Over the next 15 pages we explore five design models from the government's nationwide Classrooms of the Future programme, each a different take on the learning environment of tomorrow

For the Department for Education and Skills (DfES), and to some extent the local education authorities too, the Classrooms of the Future programme is about educational benefits. Has pupil attainment or behaviour improved; has school morale and the ability to recruit staff benefited; are new teaching and learning methods being implemented; is there greater community involvement in schools? The buildings are means to educational ends.

To explore the range of design strategies pursued, we have looked at five of the new classrooms in the programme, among the 12 participating education authority areas.

These projects generally go beyond the standard 55m 2classroom norm, though are mostly just one class space. Sometimes there are two classrooms, especially in primary schools where these can be a year base. These can then be opened up into a single volume, useful both for school and community use.

For such wider uses, projects often include kitchenettes or cafes, WCs and extensive storage. Usually these classrooms can be shut off from the rest of the school for stand-alone use.

Some of the classrooms do stand alone, literally, like the Telford project (p36-38). For these, the projects are often focused as much on being national models as fitting into their immediate school. Others, such as the two Sheffield schools (p28-31), are very site-specific, solving layout problems for their schools as well as providing new classrooms. Many are meant as better-class replacements for 'temporary' classrooms.

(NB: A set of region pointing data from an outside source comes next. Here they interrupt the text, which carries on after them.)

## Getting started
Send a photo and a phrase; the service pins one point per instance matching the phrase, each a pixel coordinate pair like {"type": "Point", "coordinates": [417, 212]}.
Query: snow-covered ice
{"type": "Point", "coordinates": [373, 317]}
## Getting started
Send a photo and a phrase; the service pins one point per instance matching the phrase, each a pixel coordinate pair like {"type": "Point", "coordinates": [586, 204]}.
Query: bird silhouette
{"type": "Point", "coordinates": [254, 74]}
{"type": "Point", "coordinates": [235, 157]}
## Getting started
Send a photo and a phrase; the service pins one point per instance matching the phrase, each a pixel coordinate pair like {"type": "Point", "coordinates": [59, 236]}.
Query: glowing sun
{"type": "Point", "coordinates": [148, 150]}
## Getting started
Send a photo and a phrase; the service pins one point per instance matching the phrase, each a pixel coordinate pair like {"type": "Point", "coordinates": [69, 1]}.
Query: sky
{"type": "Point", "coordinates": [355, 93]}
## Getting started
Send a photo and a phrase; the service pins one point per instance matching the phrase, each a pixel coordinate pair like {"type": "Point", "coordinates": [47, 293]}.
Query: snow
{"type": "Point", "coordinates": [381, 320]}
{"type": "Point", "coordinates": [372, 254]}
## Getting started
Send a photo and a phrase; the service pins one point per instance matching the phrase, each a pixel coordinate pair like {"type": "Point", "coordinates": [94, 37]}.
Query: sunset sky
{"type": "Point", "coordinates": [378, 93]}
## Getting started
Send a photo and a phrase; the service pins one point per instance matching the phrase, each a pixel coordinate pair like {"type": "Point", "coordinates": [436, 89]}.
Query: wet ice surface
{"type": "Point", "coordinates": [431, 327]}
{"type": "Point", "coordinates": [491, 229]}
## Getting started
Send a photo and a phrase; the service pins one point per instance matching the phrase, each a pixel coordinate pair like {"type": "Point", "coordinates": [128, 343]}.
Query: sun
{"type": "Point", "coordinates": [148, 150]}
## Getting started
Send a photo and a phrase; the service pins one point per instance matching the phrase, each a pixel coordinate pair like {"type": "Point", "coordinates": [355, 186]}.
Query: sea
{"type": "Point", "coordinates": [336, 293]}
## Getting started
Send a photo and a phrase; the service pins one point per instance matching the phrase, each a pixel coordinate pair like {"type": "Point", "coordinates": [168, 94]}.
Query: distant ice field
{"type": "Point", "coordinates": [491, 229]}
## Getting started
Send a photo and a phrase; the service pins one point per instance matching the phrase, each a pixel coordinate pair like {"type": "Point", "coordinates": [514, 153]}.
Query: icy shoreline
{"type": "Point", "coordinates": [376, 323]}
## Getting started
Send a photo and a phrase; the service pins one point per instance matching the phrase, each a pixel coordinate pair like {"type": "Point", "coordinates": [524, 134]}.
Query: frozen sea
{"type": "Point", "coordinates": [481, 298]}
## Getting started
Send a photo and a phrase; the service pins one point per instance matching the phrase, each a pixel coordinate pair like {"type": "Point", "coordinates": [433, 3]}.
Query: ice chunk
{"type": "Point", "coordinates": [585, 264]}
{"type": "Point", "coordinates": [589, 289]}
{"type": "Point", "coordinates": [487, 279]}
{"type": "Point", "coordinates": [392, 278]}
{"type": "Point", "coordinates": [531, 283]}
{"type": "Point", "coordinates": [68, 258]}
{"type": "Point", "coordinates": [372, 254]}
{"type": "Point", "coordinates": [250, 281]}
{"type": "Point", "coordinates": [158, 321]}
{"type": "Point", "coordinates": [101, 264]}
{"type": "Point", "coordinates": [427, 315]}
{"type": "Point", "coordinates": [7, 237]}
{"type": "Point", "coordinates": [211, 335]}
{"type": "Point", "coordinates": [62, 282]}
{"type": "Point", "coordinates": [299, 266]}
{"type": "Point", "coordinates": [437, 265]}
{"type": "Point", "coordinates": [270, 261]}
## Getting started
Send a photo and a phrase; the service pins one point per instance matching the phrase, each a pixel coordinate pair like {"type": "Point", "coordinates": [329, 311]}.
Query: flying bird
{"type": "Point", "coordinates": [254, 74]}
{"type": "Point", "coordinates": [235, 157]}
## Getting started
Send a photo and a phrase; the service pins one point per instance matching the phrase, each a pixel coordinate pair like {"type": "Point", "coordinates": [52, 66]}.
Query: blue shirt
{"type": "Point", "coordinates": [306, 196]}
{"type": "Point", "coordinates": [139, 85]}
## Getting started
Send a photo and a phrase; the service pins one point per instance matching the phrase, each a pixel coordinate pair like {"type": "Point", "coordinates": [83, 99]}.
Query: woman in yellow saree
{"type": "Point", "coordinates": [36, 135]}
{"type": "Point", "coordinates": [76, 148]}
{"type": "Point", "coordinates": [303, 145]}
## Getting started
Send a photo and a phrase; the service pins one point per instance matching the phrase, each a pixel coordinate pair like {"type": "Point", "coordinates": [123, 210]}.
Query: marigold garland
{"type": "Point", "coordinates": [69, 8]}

ICT (information and communication technology) is, of course, a major component, though projects vary a lot about how far to organise the classroom around the possibilities the technologies offer. Some projects focus on immediately workable ICT set-ups while others try more to simulate the ICT future.

Some installations are quite complex and it is unclear how community groups will make use of them without support technicians constantly available.

Another consistent theme across projects is sustainability, often using the form and construction of the building as a learning aid.

However, projects vary considerably in how 'future' they are in implementing energy technologies that are not (yet) cost-effective, such as photovoltaics, or technologies that are largely symbolic gestures at single-building scale, most conspicuously aerogenerators.

Classrooms geared to the sun need a southerly orientation, which may be difficult to find on an existing site; Chulmleigh (p32-33) smartly sidesteps this.

While the prefabrication chosen by some is a government 'good thing', it remains unclear where the economies of scale will come from that would make it cost-effective. Even with PII contracts bundling several schools together, the volume of work is small-scale to a prefabricator. A county-wide programme of replacing temporary classrooms might be viable.

Architectural quality is not forgotten, of course.All aspire. Some projects, though, have put particular emphasis on making the architecture part of the educational agenda - from the simple, well-made box at Witheridge (p3435) to creating a particular atmosphere at Ballifield (p30-31).

Eventual monitoring, whether of education or energy, should turn these projects into a useful controlled experiment. In the meantime, look and learn.